How often do you find yourself wanting to sit down in Parliament, bashing the heads of politicians together in order to ultimately change certain parts of existing scandalous pensions legislation? It’s happening all too often with me as a pensions journalist.
This week, I reported on John Walker, a gay man who has just been granted permission to take his fight for equal pension death benefits to the Supreme Court following the Court of Appeal’s ruling against him last year.
Walker is in a legal battle to allow his husband, 13 years his younger, to inherit the same percentage of his DB pension that a female partner would be entitled to. The 2010 Equality Act currently has an exemption allowing companies which have an occupational pension scheme to restrict pensions paid to surviving same sex spouses to benefits accrued since 2005 when the Civil Partnership Act came in.
Such shocking outdated legislation has resulted in Walker working out that if he had a female partner, she would receive £50,000 a year from his final salary pension scheme but instead his husband will receive a mere £500 or £600. How in 21st century Britain is this remotely acceptable? To essentially discriminate on a sexual orientation basis is shocking. The fact that the case has not been sorted before reaching the Supreme Court is bad enough in itself.
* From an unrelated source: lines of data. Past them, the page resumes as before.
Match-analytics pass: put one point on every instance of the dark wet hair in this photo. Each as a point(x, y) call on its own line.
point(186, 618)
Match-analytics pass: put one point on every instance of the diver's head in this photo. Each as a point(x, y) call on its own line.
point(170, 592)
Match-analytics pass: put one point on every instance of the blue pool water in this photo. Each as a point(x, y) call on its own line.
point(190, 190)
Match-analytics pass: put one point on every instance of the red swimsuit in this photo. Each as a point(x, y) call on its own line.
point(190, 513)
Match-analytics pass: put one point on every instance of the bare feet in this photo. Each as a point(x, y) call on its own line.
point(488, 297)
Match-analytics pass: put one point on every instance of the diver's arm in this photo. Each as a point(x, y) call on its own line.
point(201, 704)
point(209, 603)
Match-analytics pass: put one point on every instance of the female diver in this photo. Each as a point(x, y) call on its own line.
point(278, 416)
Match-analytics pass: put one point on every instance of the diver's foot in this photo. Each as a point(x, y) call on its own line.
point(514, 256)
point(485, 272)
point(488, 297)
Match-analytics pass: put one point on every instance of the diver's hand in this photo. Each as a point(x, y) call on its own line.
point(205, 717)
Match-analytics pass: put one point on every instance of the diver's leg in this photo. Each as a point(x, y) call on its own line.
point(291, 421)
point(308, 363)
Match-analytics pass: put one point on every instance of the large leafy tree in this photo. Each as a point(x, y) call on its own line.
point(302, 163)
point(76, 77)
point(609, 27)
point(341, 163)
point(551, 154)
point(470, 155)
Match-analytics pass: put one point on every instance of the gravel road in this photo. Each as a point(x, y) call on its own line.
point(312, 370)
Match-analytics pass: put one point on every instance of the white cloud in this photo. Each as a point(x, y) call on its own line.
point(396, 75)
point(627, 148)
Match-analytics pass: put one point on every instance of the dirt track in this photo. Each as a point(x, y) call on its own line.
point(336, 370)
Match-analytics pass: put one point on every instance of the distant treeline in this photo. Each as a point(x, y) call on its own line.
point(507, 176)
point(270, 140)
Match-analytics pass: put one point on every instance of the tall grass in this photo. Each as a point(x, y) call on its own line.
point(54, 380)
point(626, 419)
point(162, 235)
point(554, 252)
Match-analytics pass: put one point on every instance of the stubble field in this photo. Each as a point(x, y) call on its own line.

Ultimately, it is a classic example of a series of governments choosing to protect existing legislation. Equalisation of benefits here is the answer and anyone who argues that this cost would be too costly is wrong. Equalising the position has been estimated to cost around £0.1 billion and in the grand scheme of things (I’m thinking the cost of de-risking exercises to eradicate multi-billion pound DB deficits here), it’s nothing.
The country needs to get a grip were this legislation is concerned and wake up to reality. Britain doesn’t work along the lines of Adam and Eve anymore!